Abstract

AbstractThis paper revisits the economics of manufacturing N‐ethylcarbazole (NEC), a strong candidate for large‐scale liquid organic hydrogen carrier (LOHC) supply chains, because of its high H2 storage capacity (6 wt%), selective hydrogenation and dehydrogenation reactions, and favorable reaction enthalpy and reaction temperatures compared to other LOHC systems. Two different process routes for producing NEC from industrial chemicals are selected out of 10 possible options: one using aniline and the other using cyclohexanone and nitrobenzene as feedstock. The required capital and operational costs are estimated to determine a NEC break‐even cost for a capacity of 225 ktpa. NEC break‐even costs of $3.0 and $2.6 per kg LOHC are found for the routes. This is significantly less than the $40/kg cost that has generally been reported in literature for NEC, thus improving the economic viability of using NEC as LOHC. The total fixed capital costs are estimated to be $200 MM and $250 MM. Furthermore, the prices of the feedstock show the largest influence (76% and 72%) on the final NEC break‐even costs.
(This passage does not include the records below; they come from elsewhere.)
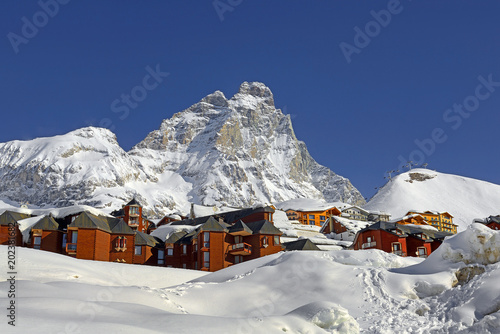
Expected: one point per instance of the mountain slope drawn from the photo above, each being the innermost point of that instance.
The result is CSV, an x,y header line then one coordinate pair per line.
x,y
422,189
239,152
235,152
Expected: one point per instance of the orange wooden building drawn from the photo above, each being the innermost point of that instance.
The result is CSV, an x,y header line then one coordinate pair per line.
x,y
100,238
317,217
216,242
443,221
9,228
399,239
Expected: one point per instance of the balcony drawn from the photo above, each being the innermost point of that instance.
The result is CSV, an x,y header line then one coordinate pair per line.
x,y
399,253
241,248
71,248
369,245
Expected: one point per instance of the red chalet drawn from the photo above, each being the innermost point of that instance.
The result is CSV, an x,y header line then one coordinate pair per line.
x,y
403,240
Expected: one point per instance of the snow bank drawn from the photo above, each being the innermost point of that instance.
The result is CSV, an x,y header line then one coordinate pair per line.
x,y
477,244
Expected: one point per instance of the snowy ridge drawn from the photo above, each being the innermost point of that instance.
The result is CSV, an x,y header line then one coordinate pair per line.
x,y
236,152
423,190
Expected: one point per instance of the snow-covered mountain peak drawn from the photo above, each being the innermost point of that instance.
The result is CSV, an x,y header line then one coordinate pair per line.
x,y
216,99
235,152
253,94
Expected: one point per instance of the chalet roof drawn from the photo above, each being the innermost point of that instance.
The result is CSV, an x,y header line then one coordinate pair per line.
x,y
229,217
119,226
493,219
47,223
9,217
233,216
264,227
301,244
133,202
118,213
107,224
176,236
415,215
240,226
143,239
188,238
407,229
432,212
213,225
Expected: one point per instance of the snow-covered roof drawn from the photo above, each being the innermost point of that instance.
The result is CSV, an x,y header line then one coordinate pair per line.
x,y
25,226
351,225
165,231
308,205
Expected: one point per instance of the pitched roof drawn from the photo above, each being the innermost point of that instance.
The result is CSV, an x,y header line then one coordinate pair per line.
x,y
119,226
176,236
264,227
133,202
47,223
107,224
233,216
301,244
240,226
213,225
230,217
9,217
143,239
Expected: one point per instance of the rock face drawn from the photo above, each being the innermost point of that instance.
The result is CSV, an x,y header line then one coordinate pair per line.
x,y
237,152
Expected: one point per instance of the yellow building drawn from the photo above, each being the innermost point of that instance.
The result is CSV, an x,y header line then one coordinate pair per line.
x,y
443,221
316,217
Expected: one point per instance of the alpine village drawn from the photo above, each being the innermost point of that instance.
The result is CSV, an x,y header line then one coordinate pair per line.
x,y
214,242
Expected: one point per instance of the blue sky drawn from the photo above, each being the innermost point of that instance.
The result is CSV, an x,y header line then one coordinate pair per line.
x,y
357,117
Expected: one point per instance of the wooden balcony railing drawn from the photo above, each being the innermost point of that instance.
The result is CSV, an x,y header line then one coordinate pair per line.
x,y
241,248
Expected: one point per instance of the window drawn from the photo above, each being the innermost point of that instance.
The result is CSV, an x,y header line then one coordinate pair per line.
x,y
37,242
206,240
422,252
161,256
138,250
74,237
264,242
206,259
121,242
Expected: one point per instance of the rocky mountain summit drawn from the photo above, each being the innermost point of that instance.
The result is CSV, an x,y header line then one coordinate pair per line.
x,y
237,152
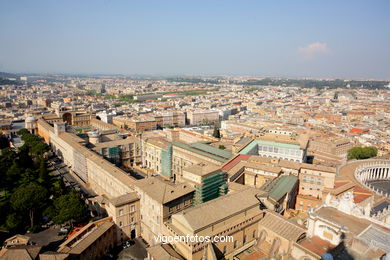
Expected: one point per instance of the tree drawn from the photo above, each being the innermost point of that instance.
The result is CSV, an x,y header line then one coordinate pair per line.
x,y
359,153
216,132
4,143
23,131
29,198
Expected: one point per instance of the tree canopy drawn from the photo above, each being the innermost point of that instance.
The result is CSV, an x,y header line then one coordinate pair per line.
x,y
359,153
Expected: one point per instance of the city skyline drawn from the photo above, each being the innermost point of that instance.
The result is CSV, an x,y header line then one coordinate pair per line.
x,y
300,39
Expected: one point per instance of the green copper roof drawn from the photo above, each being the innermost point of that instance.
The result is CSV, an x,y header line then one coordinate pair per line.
x,y
213,150
280,186
205,150
251,145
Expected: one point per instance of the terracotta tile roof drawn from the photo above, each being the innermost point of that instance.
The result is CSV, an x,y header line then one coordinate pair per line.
x,y
281,226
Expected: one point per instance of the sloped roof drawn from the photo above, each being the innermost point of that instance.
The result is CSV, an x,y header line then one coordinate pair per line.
x,y
23,252
164,252
278,187
203,215
281,226
163,191
377,237
205,151
123,199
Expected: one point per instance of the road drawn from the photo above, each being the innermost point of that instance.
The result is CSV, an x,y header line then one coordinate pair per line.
x,y
63,171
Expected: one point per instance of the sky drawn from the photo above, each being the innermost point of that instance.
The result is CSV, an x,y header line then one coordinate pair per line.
x,y
323,39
The overall LOHC price contribution to the levelized H2 cost is estimated to be $0.77–$0.90 per kg H2 for a 60‐day roundtrip and $0.09–$0.10 per kg H2 for a 7‐day roundtrip. It is important to note that both routes rely heavily on laboratory scale data and the corresponding assumptions that stem from this limitation. Therefore, this research can serve as a guide to future experimental studies into validating the key assumptions made for this analysis.